Isso vem acontecendo
com frequência. Na eleição municipal desse ano, o caso de Porto Alegre talvez
seja o mais emblemático. Na capital gaúcha, o eleitorado decidiu reeleger um
prefeito com públicas e notórias responsabilidades pela maior tragédia ambiental
do estado apenas para derrotar uma petista, a combativa e preparada deputada
Maria do Rosário.
Penso ter chegado a
hora de o partido enfrentar com métodos científicos o problema do antipetismo,
porque, por ser de extrema complexidade, a questão não tem solução simples, E é
importante frisar que o antipetismo atinge também, em maior ou menor grau, toda
a esquerda.
Por que não fazer uma
ampla pesquisa nacional sobre os motivos da rejeição ao partido?
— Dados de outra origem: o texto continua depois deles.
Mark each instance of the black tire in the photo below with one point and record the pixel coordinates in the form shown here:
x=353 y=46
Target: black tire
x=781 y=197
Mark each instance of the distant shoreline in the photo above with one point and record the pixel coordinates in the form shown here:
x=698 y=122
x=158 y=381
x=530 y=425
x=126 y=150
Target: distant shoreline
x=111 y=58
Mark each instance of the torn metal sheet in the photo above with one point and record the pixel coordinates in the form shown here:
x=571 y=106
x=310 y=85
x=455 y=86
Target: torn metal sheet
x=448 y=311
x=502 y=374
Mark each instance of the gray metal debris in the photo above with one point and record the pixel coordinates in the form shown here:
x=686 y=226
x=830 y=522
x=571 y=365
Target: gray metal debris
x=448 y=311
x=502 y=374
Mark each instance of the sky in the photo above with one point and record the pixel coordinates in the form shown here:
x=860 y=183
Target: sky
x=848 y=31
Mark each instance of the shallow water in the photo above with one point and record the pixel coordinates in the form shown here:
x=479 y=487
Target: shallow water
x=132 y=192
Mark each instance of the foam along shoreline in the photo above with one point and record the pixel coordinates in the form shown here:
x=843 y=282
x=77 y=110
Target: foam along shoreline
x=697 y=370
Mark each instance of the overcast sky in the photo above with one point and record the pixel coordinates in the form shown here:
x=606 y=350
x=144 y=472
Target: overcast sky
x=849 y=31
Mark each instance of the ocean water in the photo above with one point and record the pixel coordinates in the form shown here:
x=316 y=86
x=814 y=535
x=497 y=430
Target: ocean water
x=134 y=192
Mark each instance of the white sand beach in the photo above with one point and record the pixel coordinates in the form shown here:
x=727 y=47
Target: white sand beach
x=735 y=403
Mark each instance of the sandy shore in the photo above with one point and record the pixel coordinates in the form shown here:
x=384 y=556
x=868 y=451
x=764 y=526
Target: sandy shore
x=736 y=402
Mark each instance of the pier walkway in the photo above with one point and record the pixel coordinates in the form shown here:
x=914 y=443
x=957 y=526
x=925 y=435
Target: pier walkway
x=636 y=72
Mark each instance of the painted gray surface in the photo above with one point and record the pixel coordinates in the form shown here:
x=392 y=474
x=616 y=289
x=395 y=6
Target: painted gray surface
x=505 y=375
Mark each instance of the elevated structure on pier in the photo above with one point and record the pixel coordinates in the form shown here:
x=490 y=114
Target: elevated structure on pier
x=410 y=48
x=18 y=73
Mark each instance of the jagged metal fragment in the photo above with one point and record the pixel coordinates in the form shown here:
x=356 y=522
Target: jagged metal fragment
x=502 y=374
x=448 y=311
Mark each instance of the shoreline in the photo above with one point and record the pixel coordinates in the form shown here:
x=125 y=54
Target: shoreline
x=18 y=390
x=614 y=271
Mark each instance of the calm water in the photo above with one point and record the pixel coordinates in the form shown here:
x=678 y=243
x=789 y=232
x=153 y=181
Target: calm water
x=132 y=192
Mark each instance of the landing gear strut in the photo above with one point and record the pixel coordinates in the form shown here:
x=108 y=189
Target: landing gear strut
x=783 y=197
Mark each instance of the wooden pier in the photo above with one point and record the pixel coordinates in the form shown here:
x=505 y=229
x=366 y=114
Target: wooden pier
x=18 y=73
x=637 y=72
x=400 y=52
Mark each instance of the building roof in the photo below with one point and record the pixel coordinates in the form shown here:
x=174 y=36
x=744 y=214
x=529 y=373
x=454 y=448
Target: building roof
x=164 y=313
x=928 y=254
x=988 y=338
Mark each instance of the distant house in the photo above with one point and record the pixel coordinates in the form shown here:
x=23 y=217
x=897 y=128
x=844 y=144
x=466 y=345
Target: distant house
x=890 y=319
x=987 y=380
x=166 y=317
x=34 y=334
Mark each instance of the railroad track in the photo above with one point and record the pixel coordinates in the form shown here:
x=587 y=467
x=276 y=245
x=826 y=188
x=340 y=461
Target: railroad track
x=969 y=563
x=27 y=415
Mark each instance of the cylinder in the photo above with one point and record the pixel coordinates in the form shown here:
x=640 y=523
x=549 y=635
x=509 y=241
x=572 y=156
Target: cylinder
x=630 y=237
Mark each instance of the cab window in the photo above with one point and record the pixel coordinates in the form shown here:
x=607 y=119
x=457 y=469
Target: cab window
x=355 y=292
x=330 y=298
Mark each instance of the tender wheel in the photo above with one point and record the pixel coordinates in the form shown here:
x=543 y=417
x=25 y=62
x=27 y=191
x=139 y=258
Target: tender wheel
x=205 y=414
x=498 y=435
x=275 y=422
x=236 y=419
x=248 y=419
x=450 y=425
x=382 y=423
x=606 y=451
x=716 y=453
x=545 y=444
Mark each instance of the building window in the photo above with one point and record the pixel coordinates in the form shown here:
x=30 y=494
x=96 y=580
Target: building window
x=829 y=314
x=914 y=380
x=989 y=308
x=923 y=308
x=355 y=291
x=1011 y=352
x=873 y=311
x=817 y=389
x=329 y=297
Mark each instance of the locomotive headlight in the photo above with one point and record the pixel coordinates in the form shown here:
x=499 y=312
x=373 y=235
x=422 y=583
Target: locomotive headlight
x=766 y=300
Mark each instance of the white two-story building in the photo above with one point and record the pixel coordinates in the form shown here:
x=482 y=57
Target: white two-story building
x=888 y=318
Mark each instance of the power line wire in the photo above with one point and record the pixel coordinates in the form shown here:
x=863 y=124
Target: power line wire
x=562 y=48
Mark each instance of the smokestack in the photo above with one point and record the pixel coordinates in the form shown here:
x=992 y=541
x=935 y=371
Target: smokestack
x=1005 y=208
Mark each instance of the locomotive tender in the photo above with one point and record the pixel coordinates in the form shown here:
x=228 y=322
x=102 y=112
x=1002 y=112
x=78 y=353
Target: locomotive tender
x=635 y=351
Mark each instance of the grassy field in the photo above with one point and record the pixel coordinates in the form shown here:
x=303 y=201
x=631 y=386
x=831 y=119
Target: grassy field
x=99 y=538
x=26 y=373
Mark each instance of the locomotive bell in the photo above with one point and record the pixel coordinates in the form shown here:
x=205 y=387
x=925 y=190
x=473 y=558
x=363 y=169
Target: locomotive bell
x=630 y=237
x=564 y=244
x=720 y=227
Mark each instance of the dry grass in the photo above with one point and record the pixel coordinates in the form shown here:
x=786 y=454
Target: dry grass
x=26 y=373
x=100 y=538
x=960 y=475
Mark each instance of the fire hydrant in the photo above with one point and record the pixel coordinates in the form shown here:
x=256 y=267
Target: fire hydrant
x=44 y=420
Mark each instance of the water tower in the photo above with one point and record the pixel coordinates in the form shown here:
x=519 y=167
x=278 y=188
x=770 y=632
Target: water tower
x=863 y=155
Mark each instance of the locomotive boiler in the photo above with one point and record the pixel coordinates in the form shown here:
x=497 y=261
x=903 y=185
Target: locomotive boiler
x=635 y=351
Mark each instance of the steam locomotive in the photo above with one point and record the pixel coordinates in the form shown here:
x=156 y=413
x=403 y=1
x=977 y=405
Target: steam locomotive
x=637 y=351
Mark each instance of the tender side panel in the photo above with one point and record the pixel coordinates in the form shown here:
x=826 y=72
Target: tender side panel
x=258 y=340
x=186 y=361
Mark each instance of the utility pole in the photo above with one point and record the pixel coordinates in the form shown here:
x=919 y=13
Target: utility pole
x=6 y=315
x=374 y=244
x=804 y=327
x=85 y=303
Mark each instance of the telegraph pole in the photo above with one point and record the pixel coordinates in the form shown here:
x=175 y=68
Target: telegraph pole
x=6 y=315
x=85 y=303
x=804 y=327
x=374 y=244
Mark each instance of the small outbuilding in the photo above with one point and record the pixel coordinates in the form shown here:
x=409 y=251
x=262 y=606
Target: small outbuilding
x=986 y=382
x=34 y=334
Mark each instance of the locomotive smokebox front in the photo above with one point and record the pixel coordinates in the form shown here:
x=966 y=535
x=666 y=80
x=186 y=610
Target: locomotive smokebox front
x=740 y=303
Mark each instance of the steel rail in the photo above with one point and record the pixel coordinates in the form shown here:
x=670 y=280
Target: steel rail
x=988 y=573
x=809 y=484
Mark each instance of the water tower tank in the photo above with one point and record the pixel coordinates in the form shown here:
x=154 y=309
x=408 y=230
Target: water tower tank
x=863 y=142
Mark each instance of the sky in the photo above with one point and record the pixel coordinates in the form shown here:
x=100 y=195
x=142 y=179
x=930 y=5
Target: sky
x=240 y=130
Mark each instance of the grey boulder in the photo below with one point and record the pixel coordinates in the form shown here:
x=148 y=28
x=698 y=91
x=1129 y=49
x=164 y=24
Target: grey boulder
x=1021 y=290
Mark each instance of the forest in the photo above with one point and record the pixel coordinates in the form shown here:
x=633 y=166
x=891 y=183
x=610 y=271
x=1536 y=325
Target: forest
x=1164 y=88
De posse
desses resultados, a direção traçaria políticas e elaboraria estratégias para
tentar desatar, com método e racionalidade, os nós que abalam a imagem do PT no
imaginário coletivo.
Segundo algumas
pesquisas, o contingente de bolsonaristas raiz na população gira em torno dos
20%. Estes parecem caso perdido para um projeto de país democrático, humanista,
inclusivo e soberano, já que compartilham dos valores do neofascismo
brasileiro.
Fora dessa parcela,
existe um mundo de gente a ser disputada, conquistada ou reconquistada, já que
é grande a quantidade de pessoas que se dizem antipetistas hoje, mas que já
simpatizaram e votaram no PT em passado recente.
É urgente que o
partido formule políticas capazes de atrair essa gente de volta. Nada pode ser
mais importante do que se armar politicamente para enfrentar o antipetismo, que
é o anticomunismo com nova roupagem dos dias atuais.